Рассказ
В сенях кто-то скребется, нашаривая скобу. Я уже хотел было встать и помочь позднему гостю, но пламя в лампе ворохнулось, выгоняя из углов устоявшиеся тени, и на пороге появился мой сосед Петр, тихий, задумчивый человек.
Ему далеко за сорок. Лицо у него узкое, с острым подбородком и так туго обтянуто смуглой обветренной кожей, что, когда он улыбается, кажется, ему больно, и лицо его от улыбки становится не веселым, а жалобным.
Петр здешний. Он и родился на этом таежном кордоне Кокша, названном так по имени горной речки, несущей в озеро пенно-зеленые воды. Все годы живет тут, следя за обходом, а поздней осенью, в отпуск, промышляя белку и соболя.
Ни в большом, ни в малом городе быть ему не доводилось, хотя случаи и представлялись. Приглашали его на областную конференцию охотников-промысловиков. Хотели послушать, как это Петр умудряется за месяц отпуска взять в капканы соболей больше, чем штатные охотники за весь сезон.
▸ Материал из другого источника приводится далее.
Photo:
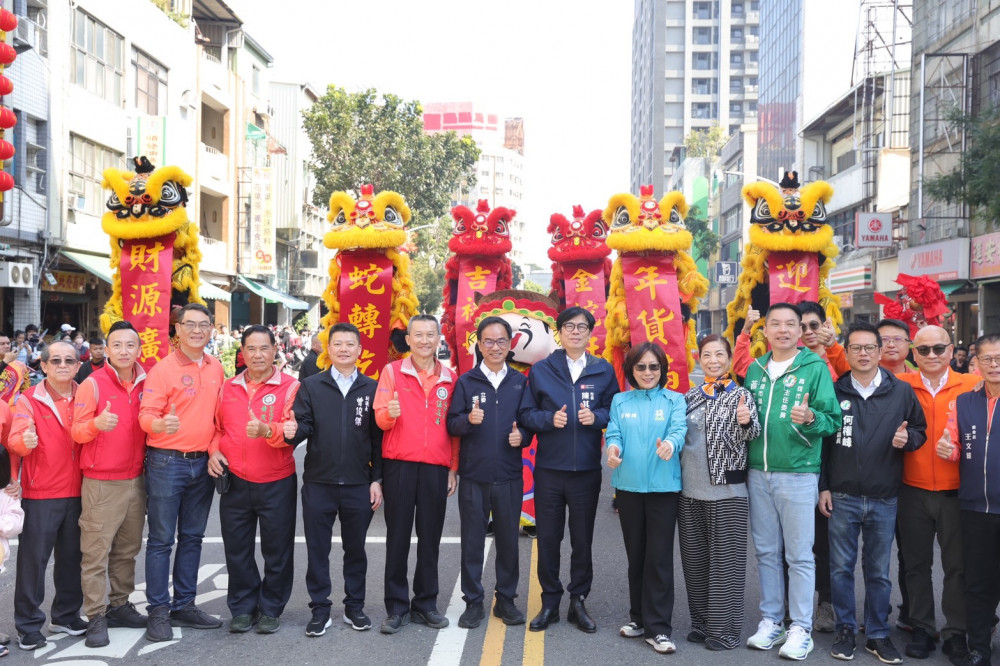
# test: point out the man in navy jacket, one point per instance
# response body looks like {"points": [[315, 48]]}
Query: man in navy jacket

Петр побоялся сглазить удачу — отказался. В другой раз ему предлагали путевку на курорт. Не взял. Дальняя дорога через города пугала его. И его уже больше никуда не посылали, оставили в покое. В районный центр, где учились сыновья, плавал в прошлые годы.
Сыновья Василий и Геннадий оказались куда любопытнее. Василий после школы-интерната поехал учиться дальше — в Новосибирск и вернулся в родные места с дипломом биолога, хотя, говорят, его оставляли в каком-то научно-исследовательском институте. Стал он охотоведом в леспромхозовском селе Полуденном, и быть бы ему хорошим ученым по пушному зверю, да не повезло Василию. Попал на моторке в сильную волну, видать, захлестнуло. Лодку потом к скалам прибило, а самого Василия не нашли.
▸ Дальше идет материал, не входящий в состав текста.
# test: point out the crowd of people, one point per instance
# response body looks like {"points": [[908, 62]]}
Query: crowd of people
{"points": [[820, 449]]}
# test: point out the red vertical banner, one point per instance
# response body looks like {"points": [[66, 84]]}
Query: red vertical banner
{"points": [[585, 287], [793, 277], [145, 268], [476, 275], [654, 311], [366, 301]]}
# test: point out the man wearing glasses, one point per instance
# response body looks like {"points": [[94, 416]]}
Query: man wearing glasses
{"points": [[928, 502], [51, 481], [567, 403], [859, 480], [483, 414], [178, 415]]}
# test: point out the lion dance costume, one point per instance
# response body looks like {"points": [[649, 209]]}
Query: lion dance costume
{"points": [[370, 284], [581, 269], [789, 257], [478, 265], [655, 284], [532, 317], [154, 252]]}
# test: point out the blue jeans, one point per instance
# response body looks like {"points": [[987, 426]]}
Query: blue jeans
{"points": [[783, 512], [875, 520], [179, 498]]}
Геннадий после школы-интерната пошел в армию, отслужил, но домой не воротился, поступил в военное училище. Петра это и радует, и печалит: хорошо, что сын становится видным человеком, но ведь для тайги он теперь потерян.
— Здоров, дружка.
Низкорослый, косолапый, Петр переминается с ноги на ногу в мягких, без каблуков маральих сапожках, щурится на свет щелочками глаз из-под припухших век. Он в клетчатой рубахе, выпущенной поверх штанов. Ворот расстегнут, видна худая грудь. Видно, наспех оделся.
— Привет, — отозвался я, хотя до самого вечера мы пилили с соседом дрова и вообще целый день виделись. Но так уж повелось в нашей деревеньке из трех домиков, затерявшихся среди лохматых гор: сколько раз встречаемся, столько и здороваемся. До ближайшего жилья от нас десять километров озером. При волне это расстояние утраивается, подолгу не видим свежих людей, и нам как-то легче, если приветствуем друг друга по многу раз в день.
Петр прошел к печке, сел на лавку, достал из кармана трубку, кожаный кисет, стал неторопливо закуривать.
— Спать лег — сна нету. Луна шибко светит. Сова кричит. Лежал, думал, думал… Потом радио слушал. Ты счас радио не включал?
— Нет. А что?
— Плохо дело, дружка. Мериканец Вьетнам бомбит. — Он торопливо втягивал дым впалыми щеками, утыканными редкой щетиной, словно серебряной проволокой. — Лежу на койке. Мне тепло, баба рядом спит. А там самолет бомбы бросает, ребятишки плачут. Какой сон? Как могу лежать?
Я распахнул окно. Покойно кругом. Горы синие вполнеба на той стороне дремлют. Луна над ними висит одуряюще яркая. Даже не верится, что где-то воют чужие самолеты, рвутся бомбы, умирают люди. Потом я подошел к столу, за которым коротал ночь, смел в сторону акты о задержании браконьеров, показавшиеся вдруг жалкими, несущественными. Вытряхнул из фонаря последнюю батарейку, подсоединил к транзисторному радиоприемничку «Сокол», и мы стали слушать последние известия.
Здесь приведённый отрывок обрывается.